Music News & Reviews

Picnic with the Pops: two nights but different Philharmonic programs

In this 1939 file photo, from left, Bert Lahr as the Cowardly Lion, Ray Bolger as the Scarecrow, Judy Garland as Dorothy, and Jack Haley as the Tin Woodman, are shown in a scene from "The Wizard of Oz.”
In this 1939 file photo, from left, Bert Lahr as the Cowardly Lion, Ray Bolger as the Scarecrow, Judy Garland as Dorothy, and Jack Haley as the Tin Woodman, are shown in a scene from "The Wizard of Oz.” Metro-Goldwyn-Mayer

Since 1980, Picnic with the Pops has offered a late-summer evening of music, food and partying under the stars. The event has taken place over two nights; pick your night, decorate your table and bring on the food.

But this year, the event directors decided to experiment and change things each night.

Friday night will be movie night, with a screening of the 1939 classic “The Wizard of Oz” and the Lexington Philharmonic Orchestra playing the original score live.

Saturday night will be completely different, with stage and film star Matthew Morrison of Fox’s musical comedy “Glee” fame performing with the Philharmonic.

“That structure was a bit of an experiment this year, and we don’t mean to experiment on our audience, but what we wanted to try was, ‘Will this work, will this appeal to people in a different way?” said Rob Morris, who is in his second year as chairman of Picnic with the Pops.

The idea of the change-up came from Philharmonic music director Scott Terrell, who said that orchestras in Red Rocks in Colorado and the Mann Center in Philadelphia, where he has guest-conducted, present different shows on consecutive nights, and he proposed trying it in Lexington.

“If we want to grow the event, we have to grow the variety of what’s offered at the event,” Terrell said. “There are so many wonderful shows we can do, it’s really hard to zero that down to just one.”

Attendance at Picnic with the Pops has remained steady, Morris said. But the commission that produces the event wants to see growth, particularly from younger patrons.

“We wanted to try something a little different and see if we could help more people find Picnic with the Pops appealing,” he said.

In both shows, the presenters were looking for cross-generational appeal. “The Wizard of Oz” is a timeless classic that has been embraced by every generation since its release, and it has been helped back into the spotlight with “Wicked,” the Broadway musical based on the Oz story. But many viewers have seen in only on TV, and “the score can kind of fall into the background,” Terrell said.

Terrell needed little prompting to praise Herbert Stothart’s Oscar-winning score, calling it “the best film score ever. I’m just in awe of how the music drives the story, a lot. When it’s live and that energy is on the stage, the translation of that is far more spectacular.”

Terrell has conducted other live film scores in Lexington — including a Picnic with the Pops featuring Warner Bros. cartoons — and with the Oscar-winning classic “Casablanca.”

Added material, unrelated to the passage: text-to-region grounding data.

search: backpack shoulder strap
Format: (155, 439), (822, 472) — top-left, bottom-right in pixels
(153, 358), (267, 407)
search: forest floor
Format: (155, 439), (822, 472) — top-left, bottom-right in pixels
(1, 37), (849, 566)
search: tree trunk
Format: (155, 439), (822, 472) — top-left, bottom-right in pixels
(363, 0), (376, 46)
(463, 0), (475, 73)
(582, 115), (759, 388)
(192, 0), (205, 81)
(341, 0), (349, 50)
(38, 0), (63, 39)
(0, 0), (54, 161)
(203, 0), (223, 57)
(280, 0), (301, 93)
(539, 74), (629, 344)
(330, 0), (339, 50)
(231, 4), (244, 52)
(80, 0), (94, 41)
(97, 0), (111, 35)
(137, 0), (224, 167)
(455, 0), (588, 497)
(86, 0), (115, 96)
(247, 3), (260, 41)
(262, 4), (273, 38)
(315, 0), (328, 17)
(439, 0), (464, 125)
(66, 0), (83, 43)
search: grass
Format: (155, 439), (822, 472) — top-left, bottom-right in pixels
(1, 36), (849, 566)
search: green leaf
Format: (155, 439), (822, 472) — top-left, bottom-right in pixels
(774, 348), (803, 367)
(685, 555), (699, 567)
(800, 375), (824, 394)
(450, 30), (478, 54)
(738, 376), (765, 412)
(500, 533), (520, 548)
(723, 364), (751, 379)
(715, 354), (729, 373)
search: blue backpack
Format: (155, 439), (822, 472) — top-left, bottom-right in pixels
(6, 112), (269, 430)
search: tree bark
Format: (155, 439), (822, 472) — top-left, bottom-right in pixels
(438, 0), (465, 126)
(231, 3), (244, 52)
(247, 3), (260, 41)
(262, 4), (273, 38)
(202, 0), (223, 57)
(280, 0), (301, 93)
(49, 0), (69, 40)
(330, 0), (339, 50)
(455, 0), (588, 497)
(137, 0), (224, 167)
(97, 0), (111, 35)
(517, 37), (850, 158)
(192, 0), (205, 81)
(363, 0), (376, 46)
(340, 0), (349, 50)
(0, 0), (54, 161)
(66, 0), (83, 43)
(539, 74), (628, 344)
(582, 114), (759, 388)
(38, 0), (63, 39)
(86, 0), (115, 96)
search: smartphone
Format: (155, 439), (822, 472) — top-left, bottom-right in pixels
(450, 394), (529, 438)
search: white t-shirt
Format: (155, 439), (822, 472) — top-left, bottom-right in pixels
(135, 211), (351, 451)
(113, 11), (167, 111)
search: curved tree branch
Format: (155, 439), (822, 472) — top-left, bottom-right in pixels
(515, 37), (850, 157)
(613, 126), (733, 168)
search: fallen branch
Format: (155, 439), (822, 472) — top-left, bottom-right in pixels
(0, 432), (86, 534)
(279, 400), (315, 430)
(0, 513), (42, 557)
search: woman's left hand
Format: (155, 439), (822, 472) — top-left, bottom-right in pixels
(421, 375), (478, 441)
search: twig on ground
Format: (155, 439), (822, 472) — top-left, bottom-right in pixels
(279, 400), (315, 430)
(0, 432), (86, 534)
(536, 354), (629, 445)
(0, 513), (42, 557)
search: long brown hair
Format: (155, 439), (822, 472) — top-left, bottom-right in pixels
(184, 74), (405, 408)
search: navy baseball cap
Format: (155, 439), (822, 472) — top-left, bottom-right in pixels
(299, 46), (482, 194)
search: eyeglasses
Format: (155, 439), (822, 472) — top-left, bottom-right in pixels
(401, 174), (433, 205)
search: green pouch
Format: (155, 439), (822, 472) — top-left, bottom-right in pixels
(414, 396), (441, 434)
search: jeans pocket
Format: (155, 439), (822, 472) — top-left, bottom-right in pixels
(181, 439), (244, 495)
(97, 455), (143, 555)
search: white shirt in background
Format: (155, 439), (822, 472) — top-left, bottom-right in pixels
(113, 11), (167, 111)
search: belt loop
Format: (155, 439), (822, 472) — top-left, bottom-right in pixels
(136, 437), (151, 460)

But the orchestra with a live performer has usually been the event’s calling card, and Morrison comes Saturday night with as much name recognition as any recent Picnic visitor, having starred in “Glee” and the CBS drama “The Good Wife,” and having played author J.M. Barrie in “Finding Neverland” on Broadway.

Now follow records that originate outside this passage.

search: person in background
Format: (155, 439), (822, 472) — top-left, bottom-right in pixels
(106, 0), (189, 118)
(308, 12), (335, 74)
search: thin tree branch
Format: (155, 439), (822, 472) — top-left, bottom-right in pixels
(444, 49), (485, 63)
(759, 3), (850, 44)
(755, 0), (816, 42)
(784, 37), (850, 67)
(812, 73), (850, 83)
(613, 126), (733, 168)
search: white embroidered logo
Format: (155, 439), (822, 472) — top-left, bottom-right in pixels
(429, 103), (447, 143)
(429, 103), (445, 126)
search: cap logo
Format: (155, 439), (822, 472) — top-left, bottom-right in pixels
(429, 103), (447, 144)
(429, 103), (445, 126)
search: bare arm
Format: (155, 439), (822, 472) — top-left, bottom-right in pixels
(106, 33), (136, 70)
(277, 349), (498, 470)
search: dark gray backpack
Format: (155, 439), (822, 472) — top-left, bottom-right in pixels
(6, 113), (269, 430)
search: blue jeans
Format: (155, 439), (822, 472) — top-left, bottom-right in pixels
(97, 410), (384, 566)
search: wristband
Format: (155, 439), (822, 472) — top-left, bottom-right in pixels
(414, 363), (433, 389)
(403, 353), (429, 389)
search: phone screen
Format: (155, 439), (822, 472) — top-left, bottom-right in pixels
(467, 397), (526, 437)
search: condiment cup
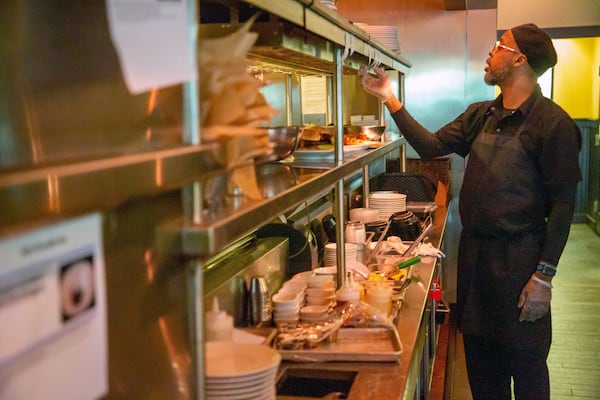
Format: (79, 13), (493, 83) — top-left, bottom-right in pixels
(272, 292), (299, 304)
(274, 308), (300, 318)
(300, 305), (329, 320)
(282, 280), (307, 292)
(291, 271), (314, 281)
(274, 314), (300, 325)
(276, 287), (304, 300)
(306, 287), (335, 297)
(273, 299), (302, 311)
(306, 295), (336, 306)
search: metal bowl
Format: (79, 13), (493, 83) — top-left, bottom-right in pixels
(343, 125), (386, 141)
(256, 126), (300, 163)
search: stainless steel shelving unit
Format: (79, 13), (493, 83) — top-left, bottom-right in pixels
(159, 138), (405, 257)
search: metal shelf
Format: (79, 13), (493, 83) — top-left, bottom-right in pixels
(0, 144), (223, 235)
(207, 0), (411, 73)
(157, 138), (405, 258)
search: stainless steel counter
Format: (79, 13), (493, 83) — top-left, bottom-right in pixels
(276, 205), (448, 400)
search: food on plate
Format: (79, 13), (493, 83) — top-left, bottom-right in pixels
(298, 125), (373, 150)
(343, 132), (371, 145)
(298, 125), (335, 150)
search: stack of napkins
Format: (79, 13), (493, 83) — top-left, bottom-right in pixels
(198, 15), (280, 199)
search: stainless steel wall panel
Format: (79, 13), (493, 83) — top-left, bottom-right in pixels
(0, 1), (186, 171)
(337, 0), (496, 302)
(399, 10), (496, 303)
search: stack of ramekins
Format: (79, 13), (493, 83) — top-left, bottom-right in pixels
(271, 279), (307, 325)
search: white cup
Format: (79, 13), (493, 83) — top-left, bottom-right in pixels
(345, 221), (366, 244)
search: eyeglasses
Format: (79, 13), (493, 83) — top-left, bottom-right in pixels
(491, 41), (523, 56)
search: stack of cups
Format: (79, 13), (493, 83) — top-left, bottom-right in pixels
(272, 280), (307, 325)
(345, 221), (367, 264)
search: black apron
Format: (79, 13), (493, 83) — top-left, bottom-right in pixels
(457, 104), (551, 350)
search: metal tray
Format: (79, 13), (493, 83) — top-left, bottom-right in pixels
(277, 327), (402, 363)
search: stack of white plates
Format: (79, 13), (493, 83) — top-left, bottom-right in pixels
(369, 191), (407, 220)
(320, 0), (336, 10)
(356, 24), (401, 53)
(205, 342), (281, 400)
(323, 242), (357, 268)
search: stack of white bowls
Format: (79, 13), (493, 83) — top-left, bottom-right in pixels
(271, 280), (307, 325)
(304, 274), (336, 310)
(205, 342), (281, 400)
(319, 0), (336, 10)
(349, 207), (380, 223)
(369, 191), (407, 220)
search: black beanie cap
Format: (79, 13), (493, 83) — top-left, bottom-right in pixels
(511, 23), (557, 76)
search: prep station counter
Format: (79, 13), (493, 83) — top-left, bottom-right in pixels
(276, 205), (449, 400)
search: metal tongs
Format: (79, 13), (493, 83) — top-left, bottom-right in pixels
(402, 222), (435, 256)
(364, 219), (392, 265)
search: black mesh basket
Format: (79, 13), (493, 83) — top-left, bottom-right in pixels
(377, 173), (437, 202)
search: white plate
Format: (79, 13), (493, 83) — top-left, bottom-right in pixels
(206, 385), (275, 400)
(206, 364), (277, 384)
(293, 142), (378, 162)
(370, 192), (407, 199)
(206, 374), (276, 394)
(205, 342), (281, 378)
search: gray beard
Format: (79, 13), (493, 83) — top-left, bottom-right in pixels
(484, 66), (511, 86)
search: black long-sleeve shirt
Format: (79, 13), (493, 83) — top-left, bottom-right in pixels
(389, 86), (582, 266)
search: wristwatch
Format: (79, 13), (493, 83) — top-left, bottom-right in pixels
(536, 262), (557, 277)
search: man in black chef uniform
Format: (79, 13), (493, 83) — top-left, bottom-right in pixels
(360, 23), (581, 400)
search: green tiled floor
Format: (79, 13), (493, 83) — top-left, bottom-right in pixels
(449, 224), (600, 399)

The table tickets are a bit more expensive for Morrison, but Saturday night was leading ticket sales — as it traditionally does — Morris said.

Two shows also means a big change for the Philharmonic, which more than doubled its rehearsal schedule for the weekend, Terrell said.

In addition to the changes on stage, Morris said there are other changes, including the branding of the event by Bullhorn Creative, and there might beeven more tweaks. Citing the expense of putting up the stage in the meadow, Morris mused about the possibility of a multi-weekend event.

For now, he hopes to see a lot of first-timers coming out Friday or Saturday — or both.

“We tell people to come up with what they make of it, sort of a choose your own adventure,” Morris says. “Do you want great food? Great music? A great party? You make it what you want.”

Terrell is interested in seeing how one of the new experiments is reflected in a Picnic tradition.

“I can’t wait to see what kind of table decorations people come up with for ‘The Wizard of Oz.’”

If you go

Picnic with the Pops

Friday: Oz with Orchestra, a screening of “The Wizard of Oz,” with the Lexington Philharmonic playing the original film score.

Saturday: Stage and screen star Matthew Morrison of “Glee,” “The Good Wife,” “Finding Neverland on Broadway” and more.

When: Gates open at 6 p.m.; performances start at 8:30 p.m.

Where: Keene Meadow at Keeneland, 4201 Versailles Road

Tickets: Tables for eight, $200-$300 Friday, $250-$400 Saturday; general admission, $15 in advance, $20 at the gate (cash only at the gate), free for children 12 and younger.